The ideal job is hard to find - let's look at your options!

Ideally, you want a job that will not physically or mentally exhaust you, lets you work flexible hours, gets you a nice regular income, and still leaves you with plenty of time to dedicate to your studies and your you-time. All that might be a bit much to ask of any one employer… but we’ll try to make some suggestions that will tick as many boxes as possible.

  • Freelance. There are a lot of different freelancing platforms on which you can put your particular skills to use, no matter what they are. Companies all over the world employ remote workers for tech and design jobs, data input and transcription, simple bookkeeping task and customer support. The opportunities on platforms like Upwork, ifreelance, PeoplePerHour and Guru, to name just a few, are endless. You can work from home at times that suit you, as many or as few hours as you like. The downside is that payment on these platforms tend to be low, and you will have an irregular income that you can’t rely on from week to week. Still, don’t dismiss it – this could be a great top-up on regular wages.
  • SMM. Strictly speaking, this also falls under freelancing: try to land a job as Social Media Manager, Social Media Assistant or Content Writer. Admittedly and unfortunately, these jobs are very much sought after, and few and far between, which is why this comes under a separate heading. But if you are lucky enough to get your foot in the door, this could be a very well-paid gig for a creative mind.
  • Tutor. This is a great job for any college student – it gives you flexibility, it keeps your brain active, and comes with a good hourly wage-rate. There are a lot of different options here: you can offer grinds to secondary school students in a range of subjects, either one-to-one or in small groups; there might be an opening for a tutor on your own campus, or a need for peer-support in your own field of study; or you could teach ESL (English as a Second Language) students. With Ireland having become as multi-cultural as it is, there are a lot of foreign language students around who are trying to improve their conversational English skills. Advertise yourself in your library, in secondary schools, and in small retailers like Afro-Asian food stores or Polish/International delicatessen shops.
  • Wait tables. This is the classic student job: working a bar in a busy pub, wait on restaurant tables, or get a job as a Barista. The downside here is that you’ll end up working a lot of late hours, BUT it’s a dependable and regular income, there usually are a lot of hours available to students, especially on weekends, which will suit you best – and working weekend evenings and nights means that you’re not out spending money, so that’s a win-win.

  • Retail. Apply directly to shops in your vicinity.
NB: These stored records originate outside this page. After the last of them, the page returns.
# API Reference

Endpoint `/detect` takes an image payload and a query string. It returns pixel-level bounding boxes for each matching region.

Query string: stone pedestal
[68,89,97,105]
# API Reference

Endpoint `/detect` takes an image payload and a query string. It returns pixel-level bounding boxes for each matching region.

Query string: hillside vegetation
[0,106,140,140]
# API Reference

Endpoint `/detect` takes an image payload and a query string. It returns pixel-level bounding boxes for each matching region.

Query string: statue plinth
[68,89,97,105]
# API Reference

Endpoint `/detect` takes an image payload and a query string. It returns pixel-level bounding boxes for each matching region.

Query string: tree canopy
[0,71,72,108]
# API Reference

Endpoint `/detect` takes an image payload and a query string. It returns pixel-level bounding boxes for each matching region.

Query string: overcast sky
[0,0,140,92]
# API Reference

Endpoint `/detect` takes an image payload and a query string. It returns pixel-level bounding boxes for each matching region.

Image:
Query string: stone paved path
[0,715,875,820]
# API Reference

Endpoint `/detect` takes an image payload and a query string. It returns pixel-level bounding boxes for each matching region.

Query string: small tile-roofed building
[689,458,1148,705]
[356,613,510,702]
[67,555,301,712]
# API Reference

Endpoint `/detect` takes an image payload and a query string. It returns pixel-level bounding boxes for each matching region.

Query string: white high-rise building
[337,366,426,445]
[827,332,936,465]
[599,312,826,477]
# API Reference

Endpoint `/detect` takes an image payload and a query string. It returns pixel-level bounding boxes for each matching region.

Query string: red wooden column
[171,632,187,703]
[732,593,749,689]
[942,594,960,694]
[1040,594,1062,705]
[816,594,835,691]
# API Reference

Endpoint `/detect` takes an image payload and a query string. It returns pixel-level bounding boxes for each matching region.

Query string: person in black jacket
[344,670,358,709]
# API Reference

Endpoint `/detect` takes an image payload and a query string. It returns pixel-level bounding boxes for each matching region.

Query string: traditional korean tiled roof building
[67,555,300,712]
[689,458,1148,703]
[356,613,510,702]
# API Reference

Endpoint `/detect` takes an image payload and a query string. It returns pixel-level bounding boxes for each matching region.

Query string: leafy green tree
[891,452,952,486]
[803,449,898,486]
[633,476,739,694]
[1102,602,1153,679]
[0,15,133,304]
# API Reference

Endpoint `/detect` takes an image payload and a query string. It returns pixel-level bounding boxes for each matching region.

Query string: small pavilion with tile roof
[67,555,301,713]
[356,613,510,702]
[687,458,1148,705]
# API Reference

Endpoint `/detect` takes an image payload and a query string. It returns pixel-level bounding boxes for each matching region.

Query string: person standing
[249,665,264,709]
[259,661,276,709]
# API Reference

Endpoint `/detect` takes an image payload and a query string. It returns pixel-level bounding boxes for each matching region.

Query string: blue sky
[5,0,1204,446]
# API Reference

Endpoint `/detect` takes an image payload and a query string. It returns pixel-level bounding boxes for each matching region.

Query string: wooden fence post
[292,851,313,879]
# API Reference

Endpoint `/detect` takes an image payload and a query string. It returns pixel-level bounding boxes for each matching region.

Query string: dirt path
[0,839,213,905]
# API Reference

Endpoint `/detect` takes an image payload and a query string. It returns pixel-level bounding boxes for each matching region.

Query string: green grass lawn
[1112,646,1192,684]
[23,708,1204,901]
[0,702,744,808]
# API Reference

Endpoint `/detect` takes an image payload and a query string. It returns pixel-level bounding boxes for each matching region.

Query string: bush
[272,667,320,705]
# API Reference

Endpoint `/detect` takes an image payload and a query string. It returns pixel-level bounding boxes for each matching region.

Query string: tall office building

Especially chain stores (Tesco, Dunnes, New Look, TK Maxx, etc) employ a lot of students to cover a limited amount of numbers a week. You’ll have regular working hours, a dependable income, and most likely extra hours during holidays. The same goes for indoor activity play centres; if you’ve got patience for children, pop into your local indoor play centre and ask for open positions.
  • Go private. Have a look at local papers or notice boards in supermarkets. Is anyone looking for a dog walker, pet sitter or babysitter? These jobs are not usually fantastically paid, but they are not taxing, they’ll keep your stress levels low, and you’ll more than likely get a chance to have a look at your books while you’re at work.
  • Make your own. Get imaginative and entrepreneurial and create your own job. Have a look around campus and figure out what services your fellow students need, and would be willing to work for. Example: do you share accommodation with other students? Offer to take over dinner duty. You do the necessary shopping and provide a cooked meal every day, five days a week, for your house mates. You will be able to charge a price per person that they will be able and happy to pay and still give you a decent profit. Other options are doing laundry, ironing, driving (even driving people home at the end of a night out), or doing research for fellow students. Remember, you are not limited to advertised positions.